Microsoft has confirmed that it is to unveil the next generation of its DirectX application programming interface (API) at the Game Developers Conference on the 20th of March, with hints suggesting it will come with an answer to AMD's Mantle technology.
Microsoft has pledged to unveil its DirectX 12 API at the Gane Developers Conference this month, with hints of Mantle-like technology.
The company has sent out invitations for press to attend the launch event at GDC, with prominent logos from partners AMD, Nvidia, Intel, and - most interestingly of all - Qualcomm, an ARM licensee which is one of the companies licensed to produce tablet-oriented processors for Microsoft's Windows RT and Surface RT product families. The launch comes some six years after the launch of DirectX 11
at GameFest 2008 - although it wasn't until mid-2009 that the first DirectX 11 capable graphics cards hit the market.

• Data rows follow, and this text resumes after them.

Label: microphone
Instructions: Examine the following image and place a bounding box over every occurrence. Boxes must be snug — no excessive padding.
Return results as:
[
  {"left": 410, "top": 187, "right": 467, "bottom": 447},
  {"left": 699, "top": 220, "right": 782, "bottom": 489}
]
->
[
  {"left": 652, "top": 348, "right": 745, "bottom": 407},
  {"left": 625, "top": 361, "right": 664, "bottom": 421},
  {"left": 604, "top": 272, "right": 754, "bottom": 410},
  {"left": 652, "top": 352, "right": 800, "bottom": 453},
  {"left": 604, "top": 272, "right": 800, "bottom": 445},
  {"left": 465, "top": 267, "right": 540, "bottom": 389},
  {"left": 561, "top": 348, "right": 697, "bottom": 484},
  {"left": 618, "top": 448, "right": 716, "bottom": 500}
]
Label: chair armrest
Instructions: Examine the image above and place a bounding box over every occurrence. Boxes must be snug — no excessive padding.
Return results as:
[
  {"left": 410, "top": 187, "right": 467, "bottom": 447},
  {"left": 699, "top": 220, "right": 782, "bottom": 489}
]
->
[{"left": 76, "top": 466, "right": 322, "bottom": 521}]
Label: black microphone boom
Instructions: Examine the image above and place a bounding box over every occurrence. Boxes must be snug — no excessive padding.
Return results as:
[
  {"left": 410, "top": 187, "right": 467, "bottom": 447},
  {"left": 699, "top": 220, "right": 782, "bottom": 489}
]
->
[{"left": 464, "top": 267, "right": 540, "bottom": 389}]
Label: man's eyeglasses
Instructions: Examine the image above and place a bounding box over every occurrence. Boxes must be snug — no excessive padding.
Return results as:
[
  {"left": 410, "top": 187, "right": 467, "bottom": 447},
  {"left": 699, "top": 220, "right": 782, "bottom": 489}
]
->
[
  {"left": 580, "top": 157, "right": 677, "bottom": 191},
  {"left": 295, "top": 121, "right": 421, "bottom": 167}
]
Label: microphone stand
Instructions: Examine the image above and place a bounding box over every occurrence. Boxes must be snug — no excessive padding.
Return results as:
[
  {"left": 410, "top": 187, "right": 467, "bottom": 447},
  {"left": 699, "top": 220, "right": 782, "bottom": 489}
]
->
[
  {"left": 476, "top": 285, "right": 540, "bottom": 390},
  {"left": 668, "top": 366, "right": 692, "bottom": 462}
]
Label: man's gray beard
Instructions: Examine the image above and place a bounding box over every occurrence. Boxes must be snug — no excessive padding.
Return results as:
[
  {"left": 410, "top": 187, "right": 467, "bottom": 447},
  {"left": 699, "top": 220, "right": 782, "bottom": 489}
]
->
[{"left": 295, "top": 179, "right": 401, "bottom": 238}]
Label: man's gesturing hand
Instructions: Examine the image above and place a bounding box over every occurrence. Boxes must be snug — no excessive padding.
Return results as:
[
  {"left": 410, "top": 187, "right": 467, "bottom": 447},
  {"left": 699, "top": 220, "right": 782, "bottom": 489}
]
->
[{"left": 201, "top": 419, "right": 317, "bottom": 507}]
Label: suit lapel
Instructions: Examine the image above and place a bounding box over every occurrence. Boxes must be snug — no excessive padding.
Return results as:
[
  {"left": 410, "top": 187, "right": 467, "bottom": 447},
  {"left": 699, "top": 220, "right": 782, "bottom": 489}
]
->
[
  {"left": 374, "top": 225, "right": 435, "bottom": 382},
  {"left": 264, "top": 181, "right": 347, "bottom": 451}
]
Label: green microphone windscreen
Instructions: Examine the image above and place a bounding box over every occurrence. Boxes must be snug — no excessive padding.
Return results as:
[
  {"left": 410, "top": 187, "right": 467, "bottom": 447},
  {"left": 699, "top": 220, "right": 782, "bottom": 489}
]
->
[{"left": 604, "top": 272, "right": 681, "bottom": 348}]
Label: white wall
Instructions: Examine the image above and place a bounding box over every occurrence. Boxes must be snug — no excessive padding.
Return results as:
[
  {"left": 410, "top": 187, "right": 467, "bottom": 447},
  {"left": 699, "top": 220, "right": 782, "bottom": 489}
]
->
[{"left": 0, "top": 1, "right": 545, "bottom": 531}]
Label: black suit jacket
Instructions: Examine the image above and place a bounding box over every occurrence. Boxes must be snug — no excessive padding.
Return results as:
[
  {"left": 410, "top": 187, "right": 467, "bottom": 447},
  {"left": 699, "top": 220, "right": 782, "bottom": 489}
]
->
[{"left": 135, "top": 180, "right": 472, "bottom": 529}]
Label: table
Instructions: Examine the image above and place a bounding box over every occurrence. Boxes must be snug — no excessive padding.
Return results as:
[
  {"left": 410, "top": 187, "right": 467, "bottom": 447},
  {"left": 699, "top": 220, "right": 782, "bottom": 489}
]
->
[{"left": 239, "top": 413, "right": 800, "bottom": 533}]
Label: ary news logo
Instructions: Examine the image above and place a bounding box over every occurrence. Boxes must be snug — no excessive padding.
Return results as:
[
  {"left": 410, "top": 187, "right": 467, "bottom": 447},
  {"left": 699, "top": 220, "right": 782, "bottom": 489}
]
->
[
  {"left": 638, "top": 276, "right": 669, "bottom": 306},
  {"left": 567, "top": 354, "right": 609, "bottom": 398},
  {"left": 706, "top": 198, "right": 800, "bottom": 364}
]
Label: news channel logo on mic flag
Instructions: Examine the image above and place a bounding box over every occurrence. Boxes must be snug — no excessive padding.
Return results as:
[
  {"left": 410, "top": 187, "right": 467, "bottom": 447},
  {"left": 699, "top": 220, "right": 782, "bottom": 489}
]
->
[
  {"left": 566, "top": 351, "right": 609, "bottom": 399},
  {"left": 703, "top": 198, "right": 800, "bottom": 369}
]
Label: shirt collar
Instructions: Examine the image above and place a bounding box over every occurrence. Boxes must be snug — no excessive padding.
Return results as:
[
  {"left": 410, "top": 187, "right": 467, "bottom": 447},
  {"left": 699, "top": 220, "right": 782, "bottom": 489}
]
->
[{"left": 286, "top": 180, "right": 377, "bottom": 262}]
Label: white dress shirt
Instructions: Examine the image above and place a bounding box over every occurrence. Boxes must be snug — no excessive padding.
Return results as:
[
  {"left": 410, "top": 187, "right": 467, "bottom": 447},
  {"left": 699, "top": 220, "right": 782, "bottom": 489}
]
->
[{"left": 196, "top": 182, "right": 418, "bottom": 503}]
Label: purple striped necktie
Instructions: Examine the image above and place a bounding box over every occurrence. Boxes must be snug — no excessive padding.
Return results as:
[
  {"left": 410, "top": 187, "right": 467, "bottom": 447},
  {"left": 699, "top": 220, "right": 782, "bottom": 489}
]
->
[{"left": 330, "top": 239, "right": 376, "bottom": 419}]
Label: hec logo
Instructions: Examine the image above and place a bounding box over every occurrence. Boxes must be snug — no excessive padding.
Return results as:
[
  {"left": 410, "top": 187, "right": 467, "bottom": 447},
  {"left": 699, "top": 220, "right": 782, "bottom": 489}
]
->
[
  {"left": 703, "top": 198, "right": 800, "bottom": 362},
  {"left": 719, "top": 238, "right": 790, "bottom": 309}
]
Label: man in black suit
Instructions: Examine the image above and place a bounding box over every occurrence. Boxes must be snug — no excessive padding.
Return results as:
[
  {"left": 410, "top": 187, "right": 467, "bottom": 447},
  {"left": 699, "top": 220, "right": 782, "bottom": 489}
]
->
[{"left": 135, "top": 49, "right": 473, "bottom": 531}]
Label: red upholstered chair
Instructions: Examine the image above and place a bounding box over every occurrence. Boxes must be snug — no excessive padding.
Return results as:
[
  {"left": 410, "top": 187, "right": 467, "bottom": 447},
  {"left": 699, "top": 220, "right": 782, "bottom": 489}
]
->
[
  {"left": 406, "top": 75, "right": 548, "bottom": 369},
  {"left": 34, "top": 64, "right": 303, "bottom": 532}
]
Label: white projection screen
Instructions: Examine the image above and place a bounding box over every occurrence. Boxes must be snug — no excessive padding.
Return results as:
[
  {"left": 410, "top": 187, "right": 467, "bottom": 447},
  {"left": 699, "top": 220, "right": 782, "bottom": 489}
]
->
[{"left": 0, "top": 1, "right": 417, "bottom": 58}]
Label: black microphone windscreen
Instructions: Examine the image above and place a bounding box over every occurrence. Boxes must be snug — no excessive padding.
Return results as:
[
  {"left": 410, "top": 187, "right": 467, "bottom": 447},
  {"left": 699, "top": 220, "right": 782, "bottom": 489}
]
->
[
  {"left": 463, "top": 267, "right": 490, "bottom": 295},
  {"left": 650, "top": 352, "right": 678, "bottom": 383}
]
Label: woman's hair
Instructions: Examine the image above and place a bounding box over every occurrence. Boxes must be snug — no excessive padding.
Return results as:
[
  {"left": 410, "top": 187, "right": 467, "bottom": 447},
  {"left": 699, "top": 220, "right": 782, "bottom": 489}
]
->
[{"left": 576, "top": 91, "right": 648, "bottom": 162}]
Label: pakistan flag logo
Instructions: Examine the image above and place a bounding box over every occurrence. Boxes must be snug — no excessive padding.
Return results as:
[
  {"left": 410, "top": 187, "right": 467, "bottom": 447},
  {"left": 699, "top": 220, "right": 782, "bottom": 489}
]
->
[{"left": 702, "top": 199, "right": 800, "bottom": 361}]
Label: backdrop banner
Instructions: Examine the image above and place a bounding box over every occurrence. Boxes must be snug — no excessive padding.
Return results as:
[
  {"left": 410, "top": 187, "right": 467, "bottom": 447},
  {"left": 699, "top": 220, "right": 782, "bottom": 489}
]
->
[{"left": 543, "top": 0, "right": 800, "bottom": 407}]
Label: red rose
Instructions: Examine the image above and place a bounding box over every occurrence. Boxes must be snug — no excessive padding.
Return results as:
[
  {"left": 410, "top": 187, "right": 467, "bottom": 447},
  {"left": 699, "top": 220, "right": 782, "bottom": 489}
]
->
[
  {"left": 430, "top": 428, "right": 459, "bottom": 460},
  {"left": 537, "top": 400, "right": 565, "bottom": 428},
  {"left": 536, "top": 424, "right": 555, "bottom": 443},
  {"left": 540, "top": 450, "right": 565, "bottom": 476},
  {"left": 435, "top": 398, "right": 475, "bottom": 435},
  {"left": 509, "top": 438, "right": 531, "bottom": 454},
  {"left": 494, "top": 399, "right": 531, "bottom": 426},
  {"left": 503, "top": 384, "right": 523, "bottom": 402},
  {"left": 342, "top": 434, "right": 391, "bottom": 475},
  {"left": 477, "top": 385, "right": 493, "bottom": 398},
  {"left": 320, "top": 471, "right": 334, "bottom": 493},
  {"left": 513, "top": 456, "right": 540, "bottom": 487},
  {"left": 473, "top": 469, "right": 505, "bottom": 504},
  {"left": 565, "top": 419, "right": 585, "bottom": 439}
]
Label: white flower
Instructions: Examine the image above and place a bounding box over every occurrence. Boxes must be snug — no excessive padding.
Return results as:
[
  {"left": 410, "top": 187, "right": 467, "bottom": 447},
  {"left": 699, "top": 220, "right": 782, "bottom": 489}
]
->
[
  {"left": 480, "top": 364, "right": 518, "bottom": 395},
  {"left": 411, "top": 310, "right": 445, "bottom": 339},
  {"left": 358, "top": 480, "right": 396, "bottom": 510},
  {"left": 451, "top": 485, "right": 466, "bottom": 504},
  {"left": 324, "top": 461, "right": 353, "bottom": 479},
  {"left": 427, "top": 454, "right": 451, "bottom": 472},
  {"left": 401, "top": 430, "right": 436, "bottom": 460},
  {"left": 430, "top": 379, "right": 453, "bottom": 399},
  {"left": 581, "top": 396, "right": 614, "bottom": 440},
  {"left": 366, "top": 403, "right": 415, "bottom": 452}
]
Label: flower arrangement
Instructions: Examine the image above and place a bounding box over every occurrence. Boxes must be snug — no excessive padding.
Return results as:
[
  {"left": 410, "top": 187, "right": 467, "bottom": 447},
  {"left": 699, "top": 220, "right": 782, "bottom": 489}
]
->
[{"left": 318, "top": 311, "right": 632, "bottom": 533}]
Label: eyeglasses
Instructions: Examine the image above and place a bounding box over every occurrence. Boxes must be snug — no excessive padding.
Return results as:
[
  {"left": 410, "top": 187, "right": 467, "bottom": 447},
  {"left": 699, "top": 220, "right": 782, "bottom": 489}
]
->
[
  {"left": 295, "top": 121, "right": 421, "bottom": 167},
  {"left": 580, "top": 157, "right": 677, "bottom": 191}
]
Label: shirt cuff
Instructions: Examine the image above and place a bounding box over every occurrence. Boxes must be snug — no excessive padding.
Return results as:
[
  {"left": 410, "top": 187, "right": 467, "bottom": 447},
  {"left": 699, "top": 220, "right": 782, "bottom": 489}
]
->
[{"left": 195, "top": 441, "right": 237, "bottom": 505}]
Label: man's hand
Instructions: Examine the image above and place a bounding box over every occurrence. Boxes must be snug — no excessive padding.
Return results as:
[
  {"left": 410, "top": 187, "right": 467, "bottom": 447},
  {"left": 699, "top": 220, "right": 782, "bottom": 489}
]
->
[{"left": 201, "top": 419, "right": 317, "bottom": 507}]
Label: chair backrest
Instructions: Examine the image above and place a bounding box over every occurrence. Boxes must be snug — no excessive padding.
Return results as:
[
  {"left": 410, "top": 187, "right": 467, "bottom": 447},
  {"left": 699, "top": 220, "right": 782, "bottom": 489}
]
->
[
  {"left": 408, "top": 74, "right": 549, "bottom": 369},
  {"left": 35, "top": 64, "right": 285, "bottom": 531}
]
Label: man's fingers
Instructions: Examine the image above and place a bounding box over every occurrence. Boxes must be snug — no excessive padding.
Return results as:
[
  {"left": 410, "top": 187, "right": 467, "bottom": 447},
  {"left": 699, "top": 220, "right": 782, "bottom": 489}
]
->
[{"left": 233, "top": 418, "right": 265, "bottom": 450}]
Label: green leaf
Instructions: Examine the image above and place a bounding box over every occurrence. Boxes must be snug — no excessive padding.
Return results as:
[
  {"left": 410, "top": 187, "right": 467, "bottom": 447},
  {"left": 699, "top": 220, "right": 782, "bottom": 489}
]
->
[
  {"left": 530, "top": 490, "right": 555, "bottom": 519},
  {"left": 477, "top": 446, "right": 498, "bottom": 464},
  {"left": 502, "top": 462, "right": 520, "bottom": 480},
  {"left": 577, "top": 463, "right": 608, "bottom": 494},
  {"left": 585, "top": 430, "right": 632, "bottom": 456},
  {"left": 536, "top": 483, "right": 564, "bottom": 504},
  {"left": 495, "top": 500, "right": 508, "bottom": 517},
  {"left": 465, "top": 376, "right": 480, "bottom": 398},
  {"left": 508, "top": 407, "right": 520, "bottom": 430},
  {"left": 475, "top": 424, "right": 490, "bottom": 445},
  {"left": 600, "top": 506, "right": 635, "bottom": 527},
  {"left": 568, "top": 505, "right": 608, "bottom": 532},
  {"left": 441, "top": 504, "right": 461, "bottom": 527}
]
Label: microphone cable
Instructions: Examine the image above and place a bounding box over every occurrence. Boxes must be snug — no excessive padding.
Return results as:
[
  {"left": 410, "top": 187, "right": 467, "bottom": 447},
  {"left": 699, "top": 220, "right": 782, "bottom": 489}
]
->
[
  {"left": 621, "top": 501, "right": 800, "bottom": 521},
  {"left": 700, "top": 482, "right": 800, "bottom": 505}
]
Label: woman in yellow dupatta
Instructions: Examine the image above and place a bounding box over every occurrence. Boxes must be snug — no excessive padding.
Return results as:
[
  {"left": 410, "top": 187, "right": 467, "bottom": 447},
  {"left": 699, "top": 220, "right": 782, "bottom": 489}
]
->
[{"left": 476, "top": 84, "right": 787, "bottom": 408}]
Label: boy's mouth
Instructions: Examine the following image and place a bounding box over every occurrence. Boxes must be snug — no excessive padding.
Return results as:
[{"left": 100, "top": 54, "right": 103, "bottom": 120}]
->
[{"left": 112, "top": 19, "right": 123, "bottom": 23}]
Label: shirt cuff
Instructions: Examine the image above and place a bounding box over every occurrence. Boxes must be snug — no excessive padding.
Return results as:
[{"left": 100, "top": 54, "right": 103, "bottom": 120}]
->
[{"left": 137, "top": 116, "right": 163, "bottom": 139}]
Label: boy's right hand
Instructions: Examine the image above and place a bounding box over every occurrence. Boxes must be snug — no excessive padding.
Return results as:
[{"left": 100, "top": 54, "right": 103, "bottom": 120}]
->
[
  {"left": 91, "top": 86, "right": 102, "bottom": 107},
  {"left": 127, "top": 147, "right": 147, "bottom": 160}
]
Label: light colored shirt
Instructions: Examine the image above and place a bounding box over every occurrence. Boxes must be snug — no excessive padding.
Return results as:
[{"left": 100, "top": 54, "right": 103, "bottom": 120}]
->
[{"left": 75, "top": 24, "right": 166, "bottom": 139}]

Microsoft isn't sharing details on the changes due in DirectX 12 just yet, but one thing is near-certain: it will be a Windows 8 exclusive. Previous extensions to DirectX 11, DirectX 11.1
and DirectX 11.2
, have been used as a carrot with which gamers are encouraged to jump to the latest Windows 8.1 release. As a result, it's vanishingly unlikely that DirectX 12 will offer support for any other platform, save for the possibility of running on the Xbox One console via a firmware update.
A confirmed Microsoft GDC session offers some insight into what the new version will bring, stating in summary: 'You asked us to bring you even closer to the metal and to do so on an unparalleled assortment of hardware. You also asked us for better tools so that you can squeeze every last drop of performance out of your PC, tablet, phone and console. Come learn our plans to deliver.
' In other words: vendor-agnostic overhead improvements similar to AMD's exclusive Mantle API are likely to make an appearance.
More details on DirectX 12 will follow Microsoft's formal unveiling on the 20th of March.